Neither can the significance of Mladic's apprehension be over-emphasised, given events unfolding elsewhere. The lesson for the likes of Libya's Muammar Gaddafi, Syria's Bashar al-Assad and other tyrants whose stock in trade is murder and pillage is that eventually, like Mladic and his cohort Radovan Karadzic, their crimes against humanity will catch up with them and they will be brought to book. Just as the USA caught up with Osama bin Laden in the Pakistani garrison town of Abbottabad.
The parallels between the prolonged hunt for bin Laden and the ability of Mladic to evade capture for so long are remarkable.
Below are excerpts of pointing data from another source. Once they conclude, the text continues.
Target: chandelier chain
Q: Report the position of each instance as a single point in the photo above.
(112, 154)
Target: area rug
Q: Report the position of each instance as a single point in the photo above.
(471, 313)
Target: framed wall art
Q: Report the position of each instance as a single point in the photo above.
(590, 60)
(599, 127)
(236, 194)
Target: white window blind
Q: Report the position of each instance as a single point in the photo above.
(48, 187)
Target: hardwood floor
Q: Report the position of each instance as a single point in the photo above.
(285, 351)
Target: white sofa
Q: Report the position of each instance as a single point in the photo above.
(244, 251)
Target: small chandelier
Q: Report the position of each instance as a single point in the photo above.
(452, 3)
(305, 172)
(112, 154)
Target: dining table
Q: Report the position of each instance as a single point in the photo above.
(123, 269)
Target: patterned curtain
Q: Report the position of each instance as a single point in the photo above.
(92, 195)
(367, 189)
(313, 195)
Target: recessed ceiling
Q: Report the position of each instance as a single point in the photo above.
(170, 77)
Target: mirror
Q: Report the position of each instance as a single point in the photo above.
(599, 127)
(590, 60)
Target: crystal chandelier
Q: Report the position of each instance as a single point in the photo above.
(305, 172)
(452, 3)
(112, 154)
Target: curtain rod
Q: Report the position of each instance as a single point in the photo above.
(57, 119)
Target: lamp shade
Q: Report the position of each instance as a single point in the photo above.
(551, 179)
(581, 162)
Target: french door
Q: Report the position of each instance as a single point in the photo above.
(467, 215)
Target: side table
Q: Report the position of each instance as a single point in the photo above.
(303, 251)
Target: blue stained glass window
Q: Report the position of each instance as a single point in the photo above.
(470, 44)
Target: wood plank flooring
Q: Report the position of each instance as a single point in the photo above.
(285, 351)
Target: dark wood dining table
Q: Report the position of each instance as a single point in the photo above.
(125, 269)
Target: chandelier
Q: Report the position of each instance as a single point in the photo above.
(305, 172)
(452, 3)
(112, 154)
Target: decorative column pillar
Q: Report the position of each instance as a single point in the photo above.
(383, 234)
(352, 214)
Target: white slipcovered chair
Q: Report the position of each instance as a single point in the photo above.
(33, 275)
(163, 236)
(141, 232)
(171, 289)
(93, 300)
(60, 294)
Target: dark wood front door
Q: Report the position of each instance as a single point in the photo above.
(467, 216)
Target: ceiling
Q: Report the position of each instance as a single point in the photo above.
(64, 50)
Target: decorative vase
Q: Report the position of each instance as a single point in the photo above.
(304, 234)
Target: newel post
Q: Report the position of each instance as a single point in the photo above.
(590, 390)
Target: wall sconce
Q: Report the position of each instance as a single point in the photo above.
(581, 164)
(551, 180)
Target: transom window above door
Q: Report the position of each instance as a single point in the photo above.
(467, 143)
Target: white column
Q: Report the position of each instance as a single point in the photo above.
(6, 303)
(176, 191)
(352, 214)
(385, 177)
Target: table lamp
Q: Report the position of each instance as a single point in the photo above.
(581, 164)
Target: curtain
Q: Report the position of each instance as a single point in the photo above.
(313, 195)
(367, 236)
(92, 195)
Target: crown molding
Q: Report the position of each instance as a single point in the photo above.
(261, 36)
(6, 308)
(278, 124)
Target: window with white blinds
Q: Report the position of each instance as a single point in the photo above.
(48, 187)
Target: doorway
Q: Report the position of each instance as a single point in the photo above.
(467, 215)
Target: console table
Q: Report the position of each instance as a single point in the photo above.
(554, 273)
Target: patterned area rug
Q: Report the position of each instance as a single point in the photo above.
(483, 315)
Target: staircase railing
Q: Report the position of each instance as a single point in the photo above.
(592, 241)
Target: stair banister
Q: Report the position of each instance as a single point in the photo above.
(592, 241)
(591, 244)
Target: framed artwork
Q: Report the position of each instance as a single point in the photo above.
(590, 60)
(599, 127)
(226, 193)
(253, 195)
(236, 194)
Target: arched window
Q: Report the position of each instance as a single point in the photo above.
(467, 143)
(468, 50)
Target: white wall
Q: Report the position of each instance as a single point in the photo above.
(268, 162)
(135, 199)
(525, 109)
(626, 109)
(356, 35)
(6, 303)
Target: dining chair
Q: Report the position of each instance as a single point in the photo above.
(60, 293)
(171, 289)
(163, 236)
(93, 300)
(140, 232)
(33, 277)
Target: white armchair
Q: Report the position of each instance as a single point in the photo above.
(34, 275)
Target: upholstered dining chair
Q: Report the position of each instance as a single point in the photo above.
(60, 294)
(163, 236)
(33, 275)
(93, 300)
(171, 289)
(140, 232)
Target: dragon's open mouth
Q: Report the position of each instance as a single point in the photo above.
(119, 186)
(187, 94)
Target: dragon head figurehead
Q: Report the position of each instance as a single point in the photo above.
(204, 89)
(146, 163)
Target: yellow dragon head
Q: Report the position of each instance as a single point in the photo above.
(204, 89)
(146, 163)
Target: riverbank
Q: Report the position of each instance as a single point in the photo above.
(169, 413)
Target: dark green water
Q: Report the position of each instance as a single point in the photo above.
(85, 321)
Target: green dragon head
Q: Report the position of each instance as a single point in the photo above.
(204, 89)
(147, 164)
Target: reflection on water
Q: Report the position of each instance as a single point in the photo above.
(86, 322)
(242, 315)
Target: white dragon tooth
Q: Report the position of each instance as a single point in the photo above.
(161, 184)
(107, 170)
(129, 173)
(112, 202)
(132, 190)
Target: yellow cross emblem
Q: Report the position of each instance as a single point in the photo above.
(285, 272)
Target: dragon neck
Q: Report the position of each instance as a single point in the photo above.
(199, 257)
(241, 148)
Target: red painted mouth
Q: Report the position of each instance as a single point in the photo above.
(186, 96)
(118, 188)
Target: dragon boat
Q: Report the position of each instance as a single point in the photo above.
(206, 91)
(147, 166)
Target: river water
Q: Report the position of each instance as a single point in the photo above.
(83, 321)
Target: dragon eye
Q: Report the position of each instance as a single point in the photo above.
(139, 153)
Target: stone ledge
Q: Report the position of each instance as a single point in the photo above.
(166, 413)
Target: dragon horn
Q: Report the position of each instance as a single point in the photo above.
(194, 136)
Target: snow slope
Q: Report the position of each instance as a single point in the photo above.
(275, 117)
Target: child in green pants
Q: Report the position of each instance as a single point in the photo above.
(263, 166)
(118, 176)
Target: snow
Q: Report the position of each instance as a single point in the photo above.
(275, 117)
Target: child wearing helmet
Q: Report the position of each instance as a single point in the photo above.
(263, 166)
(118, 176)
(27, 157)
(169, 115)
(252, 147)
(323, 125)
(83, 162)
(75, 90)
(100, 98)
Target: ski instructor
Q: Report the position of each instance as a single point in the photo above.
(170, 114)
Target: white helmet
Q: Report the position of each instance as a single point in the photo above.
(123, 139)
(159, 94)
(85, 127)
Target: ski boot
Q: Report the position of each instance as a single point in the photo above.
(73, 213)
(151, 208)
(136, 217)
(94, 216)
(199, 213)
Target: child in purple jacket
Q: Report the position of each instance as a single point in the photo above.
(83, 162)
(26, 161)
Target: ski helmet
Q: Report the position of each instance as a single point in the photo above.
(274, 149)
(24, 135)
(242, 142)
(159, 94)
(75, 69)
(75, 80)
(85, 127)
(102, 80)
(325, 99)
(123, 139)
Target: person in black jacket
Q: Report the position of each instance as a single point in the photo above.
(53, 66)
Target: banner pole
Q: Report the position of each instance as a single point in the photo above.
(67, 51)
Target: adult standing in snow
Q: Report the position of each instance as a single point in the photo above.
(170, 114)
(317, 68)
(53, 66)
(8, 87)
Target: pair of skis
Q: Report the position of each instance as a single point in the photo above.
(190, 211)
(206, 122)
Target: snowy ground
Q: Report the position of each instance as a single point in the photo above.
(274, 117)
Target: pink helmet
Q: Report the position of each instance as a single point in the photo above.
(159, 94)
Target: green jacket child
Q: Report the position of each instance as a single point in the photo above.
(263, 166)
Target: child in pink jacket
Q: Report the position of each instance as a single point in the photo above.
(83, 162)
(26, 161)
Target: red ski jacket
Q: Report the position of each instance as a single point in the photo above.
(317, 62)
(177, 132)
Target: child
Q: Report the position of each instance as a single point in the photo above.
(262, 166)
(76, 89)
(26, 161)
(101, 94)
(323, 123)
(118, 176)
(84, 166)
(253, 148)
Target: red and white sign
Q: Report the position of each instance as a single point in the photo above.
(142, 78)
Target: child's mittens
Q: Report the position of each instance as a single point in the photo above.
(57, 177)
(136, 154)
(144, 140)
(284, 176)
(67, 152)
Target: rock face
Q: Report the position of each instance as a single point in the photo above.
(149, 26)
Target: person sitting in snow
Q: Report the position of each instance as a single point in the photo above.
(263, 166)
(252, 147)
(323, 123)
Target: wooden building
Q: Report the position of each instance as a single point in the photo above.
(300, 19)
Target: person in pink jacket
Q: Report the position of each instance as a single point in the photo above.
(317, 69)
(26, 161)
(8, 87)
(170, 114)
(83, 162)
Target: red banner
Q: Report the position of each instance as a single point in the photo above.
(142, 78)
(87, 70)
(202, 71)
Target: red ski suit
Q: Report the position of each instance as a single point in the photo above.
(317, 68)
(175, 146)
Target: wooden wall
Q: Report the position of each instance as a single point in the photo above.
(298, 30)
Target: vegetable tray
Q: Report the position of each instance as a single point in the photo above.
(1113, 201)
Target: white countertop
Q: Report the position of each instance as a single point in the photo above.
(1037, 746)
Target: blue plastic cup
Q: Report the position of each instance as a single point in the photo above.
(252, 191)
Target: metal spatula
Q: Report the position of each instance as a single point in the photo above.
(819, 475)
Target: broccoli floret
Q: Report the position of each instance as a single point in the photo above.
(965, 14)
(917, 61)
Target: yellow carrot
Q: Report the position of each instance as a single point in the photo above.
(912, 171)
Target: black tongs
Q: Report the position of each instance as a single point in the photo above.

Pakistani authorities unconvincingly claim they had no knowledge of Bin Laden's presence. Similarly, successive governments in Belgrade have pleaded ignorance about Mladic, even though in 2000 he was photographed watching a Chinese-Yugoslav soccer match in the capital, attended his brothers funeral in 2001, and often visited the grave of his daughter after she committed suicide.
Now, on the day European Union Foreign Affairs Commissioner Catherine Ashton was due in Belgrade to discuss Serbia's membership application - which the EU said was contingent on Mladic's arrest - he has been apprehended.
His detention precedes an imminent report by the UN War Crimes Tribunal chief prosecutor expected to be highly critical of Serbia's efforts to find Mladic.
Just who helped Mladic avoid capture for so long should be revealed in due course. As the commander of the Bosnian Serb army, he stands indicted of crimes so grotesque they defy comprehension - the 1995 massacre of 8000 Muslim men and boys in Srebrenica and the siege of Sarajevo between 1992 and 1995, which killed 10,000 people, including 3500 children.
Serbian president Boris Tadic has pledged Mladic will be turned over to the UN War Crimes Tribunal within seven days. Nothing must impede that process. Murdering tyrants must learn from Mladic's belated capture that they, too, will never escape their past and sooner or later they will be on their way to prison in The Hague.